I just scheduled a Swarthmore sing for 1:30pm EST this Saturday, and plan to give the video portion a try rather than a concurrent Zoom session.

But I also use zoom's screen-share feature to enable everyone to see the sheet music of whatever we're singing at the moment; can you think of any way for me to duplicate that via your server?

Long-term I think the way to do this is to support the leader copy pasting lyrics in, which can be ephemeral, just for the current song. I haven't written that, though.

Another possibility would be to add screenshare support, which I think the video call API I'm using (Twilio) includes.

If I don't get to that between now and Saturday, I guess have a concurrent zoom session that just stays muted? At least then the call support in bucket brigade means you don't need people to be muting and unmuting all the time.

A followup: We tried the server today, with video, with seven people. There were lots of problems where different people weren't shown some other people, just blank white boxes. (Some were close to square, others wide but not high; we suspect the latter were people who had chosen the Don't Show Video option, but the former had opted for video - and in fact could see themselves - but some problem prevented some others from seeing them.) 

One other person got errors saying the video was being used in unsafe ways.

 

We ended up turning video off and using audio only - which was still quite useful.

And we used zoom to screenshare the PDFs of the sheet music.

Thanks for the update! I'll try to reproduce the problem with the blank boxes. Do you know what browser(s) they were using?

Wide white boxes is what is expected if someone chooses not to show video. Squarish white boxes is not supposed to happen.,

Do you happen to have a screenshot or the text of the error talking about the video being used in unsafe ways? Or any more information that would help me debug that?

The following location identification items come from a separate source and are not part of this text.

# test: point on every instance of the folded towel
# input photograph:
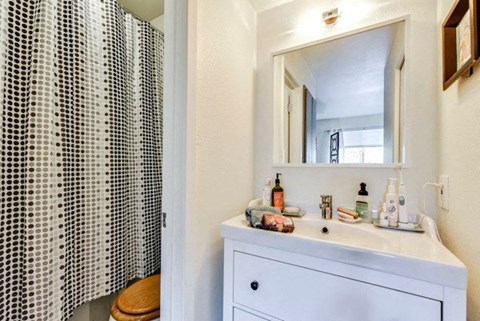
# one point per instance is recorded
(269, 218)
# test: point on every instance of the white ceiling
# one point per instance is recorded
(349, 73)
(145, 9)
(261, 5)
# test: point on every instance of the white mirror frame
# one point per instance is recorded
(279, 74)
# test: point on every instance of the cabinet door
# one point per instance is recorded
(293, 293)
(240, 315)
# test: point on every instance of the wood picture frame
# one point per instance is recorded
(459, 40)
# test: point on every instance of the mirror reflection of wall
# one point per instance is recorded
(342, 101)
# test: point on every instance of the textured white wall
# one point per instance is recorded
(223, 38)
(391, 93)
(285, 27)
(459, 157)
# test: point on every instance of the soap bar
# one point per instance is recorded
(347, 211)
(278, 223)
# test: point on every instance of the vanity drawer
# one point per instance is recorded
(290, 292)
(240, 315)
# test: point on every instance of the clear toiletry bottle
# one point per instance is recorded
(362, 203)
(402, 202)
(267, 193)
(392, 203)
(277, 195)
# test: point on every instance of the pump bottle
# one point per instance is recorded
(391, 198)
(277, 195)
(362, 203)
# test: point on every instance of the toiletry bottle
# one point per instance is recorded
(362, 203)
(267, 193)
(392, 203)
(277, 195)
(375, 216)
(402, 202)
(384, 215)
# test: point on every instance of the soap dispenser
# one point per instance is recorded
(277, 195)
(362, 203)
(402, 202)
(392, 203)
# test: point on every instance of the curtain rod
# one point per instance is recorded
(126, 10)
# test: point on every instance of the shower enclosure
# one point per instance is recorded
(81, 154)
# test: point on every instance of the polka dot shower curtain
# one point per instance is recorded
(80, 125)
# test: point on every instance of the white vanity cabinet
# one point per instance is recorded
(291, 292)
(263, 282)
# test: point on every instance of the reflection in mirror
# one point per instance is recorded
(342, 101)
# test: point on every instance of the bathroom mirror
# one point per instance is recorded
(342, 100)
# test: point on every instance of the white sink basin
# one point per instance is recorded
(338, 232)
(415, 255)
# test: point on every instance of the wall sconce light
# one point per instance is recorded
(330, 17)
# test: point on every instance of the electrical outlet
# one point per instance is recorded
(444, 192)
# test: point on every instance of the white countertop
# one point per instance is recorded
(415, 255)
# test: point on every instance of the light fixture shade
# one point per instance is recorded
(330, 17)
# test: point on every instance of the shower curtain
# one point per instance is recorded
(81, 152)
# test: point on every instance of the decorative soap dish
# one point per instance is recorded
(298, 213)
(415, 228)
(350, 220)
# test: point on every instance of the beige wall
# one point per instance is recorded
(220, 164)
(459, 157)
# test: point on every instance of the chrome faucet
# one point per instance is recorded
(326, 207)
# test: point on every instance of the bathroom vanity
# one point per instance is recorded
(331, 271)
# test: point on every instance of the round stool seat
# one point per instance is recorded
(139, 302)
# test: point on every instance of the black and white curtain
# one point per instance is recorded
(81, 154)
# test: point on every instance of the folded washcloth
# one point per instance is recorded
(269, 218)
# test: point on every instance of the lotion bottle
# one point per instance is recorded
(391, 198)
(277, 195)
(267, 193)
(362, 203)
(402, 202)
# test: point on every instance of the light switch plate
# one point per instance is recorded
(444, 197)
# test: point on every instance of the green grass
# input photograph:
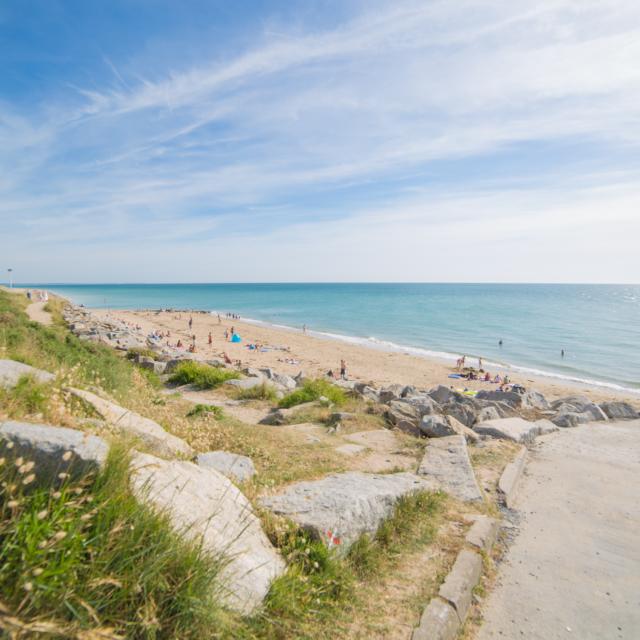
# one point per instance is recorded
(201, 375)
(262, 391)
(56, 350)
(313, 390)
(206, 410)
(87, 555)
(28, 397)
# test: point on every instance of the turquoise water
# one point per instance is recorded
(598, 326)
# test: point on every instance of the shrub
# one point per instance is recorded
(201, 375)
(87, 555)
(262, 391)
(312, 390)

That's very strange.

I was using Chrome, and saw a few of the large white boxes as well a a few normal videos. I don't know what others were using. 

I've got an email in to Joel asking if he remembers what the alert message he got said. As far as I know he was the only person to get such a warning. But it resulted in his video image looking very unusual -- as seen by him and by everyone else. It was in black and white, twice the height of other boxes, and pulsed/flickered. I'm sorry that I didn't think to take a screenshot...

Joel was running Windows 10 (on a Microsoft Surface). The error he got was

Error:

NotReadableError: Could not start video source
undefined
 

Here's the full email he sent me:

Here's the error I got, and was able to recreate it today.
To recreate:

1.  In a Zoom meeting, start the video (so camera is in use)

2.  Go to Bucket Brigade

3.  Calibrate latency and mic volume

4.  Receive the error, and be unable to do anything else on bucket brigade due to the error page being the only available page.

This error was also encountered by successfully calibrating, turning off video on bucket brigade, starting video on zoom, and then attempting to start video again on bucket brigade.

This was avoided by turning off video in Zoom.  Once it was off, the bucket brigade page would load and I could turn off the video there; once that was off, I could turn the video back on in zoom and use bucket brigade normally - just so long as I didn't turn on video there.

I believe that Lane was experiencing the same issue, but Jim seemed to be able to have video in both Zoom and bucket brigade.  [I was. Though I started the BB video before Zoom  -Jim]

Joel

It sounds like on some devices maybe only one program can be using the camera at once? If so, I should figure out where exactly that fails and add some sort of "continue without camera" logic.